While the prevailing narrative around AI is that it automates work away, in practice it has really just changed its nature—in many cases creating more menial and more tedious types of jobs. The insatiable need of deep-learning algorithms to train on massive quantities of labeled data, for example, has spawned an entire cottage industry of human labelers. Both the New York Times and GQ China have covered the emergence of data factories in China, where workers spend hours on end to manually determine the content of images or passages of text for very low wages.

Now a startup named Vainu has found a new source of cheap labor: prison inmates. It has been partnering with two prisons in Finland over the last few months, specifically to improve its Finnish natural-language processing (NLP) capabilities. The cofounder told The Verge that while it uses Amazon Mechanical Turk to crowdsource labor for English NLP training, it initially struggled to find a scalable Finish alternative at the same low cost. The company now pays as much as it would for Mechanical Turk directly to the government agency that oversees the prisons. It’s not known how much actually reaches the prisoners.

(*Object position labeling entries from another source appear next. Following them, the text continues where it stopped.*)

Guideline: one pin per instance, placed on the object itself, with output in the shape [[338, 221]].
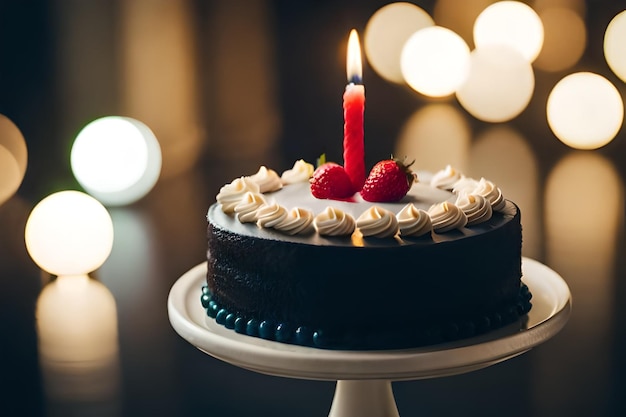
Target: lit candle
[[353, 109]]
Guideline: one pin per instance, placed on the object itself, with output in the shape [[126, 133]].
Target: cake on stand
[[364, 377]]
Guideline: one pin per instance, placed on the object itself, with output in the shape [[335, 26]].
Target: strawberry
[[388, 181], [331, 181]]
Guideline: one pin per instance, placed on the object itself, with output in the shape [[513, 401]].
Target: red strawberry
[[330, 180], [388, 181]]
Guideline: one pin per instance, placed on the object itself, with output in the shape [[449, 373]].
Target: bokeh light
[[387, 31], [435, 61], [434, 136], [116, 159], [459, 16], [13, 158], [510, 23], [615, 45], [69, 233], [585, 111], [565, 39], [499, 86]]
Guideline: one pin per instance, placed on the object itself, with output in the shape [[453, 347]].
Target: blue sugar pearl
[[284, 332], [205, 299], [220, 318], [229, 322], [267, 330], [212, 309], [252, 327], [240, 325], [304, 336]]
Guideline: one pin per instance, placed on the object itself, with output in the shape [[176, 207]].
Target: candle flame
[[354, 66]]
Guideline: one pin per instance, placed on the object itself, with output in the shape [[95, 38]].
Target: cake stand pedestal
[[364, 377]]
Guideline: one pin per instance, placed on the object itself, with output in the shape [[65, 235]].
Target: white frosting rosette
[[334, 222], [492, 193], [267, 180], [297, 221], [476, 208], [446, 216], [246, 209], [413, 221], [230, 194], [446, 178], [301, 172], [377, 222], [270, 215]]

Vainu has publicized its effort as “a prime example of a company creating work because of AI [... to] employ and empower the new working class.” Really, it serves to highlight a growing concern among AI experts and labor activists about how the technology will create even more banal and soul-crushing tasks than those that it is designed to eliminate.

Data labeling is just one among many examples, including the work of safety drivers who monotonously sit behind the wheel of self-driving cars and content moderators who mindlessly sift through Facebook posts and YouTube videos to clean up after imprecise algorithms.

All these jobs fall into the category of what anthropologist Mary L. Gray and computer scientist Siddharth Suri call “ghost work,” a type of labor that fuels the mirage of automation but is devalued because it’s meant to be invisible. In other words, there is indeed a “new working class,” but it certainly isn’t being empowered.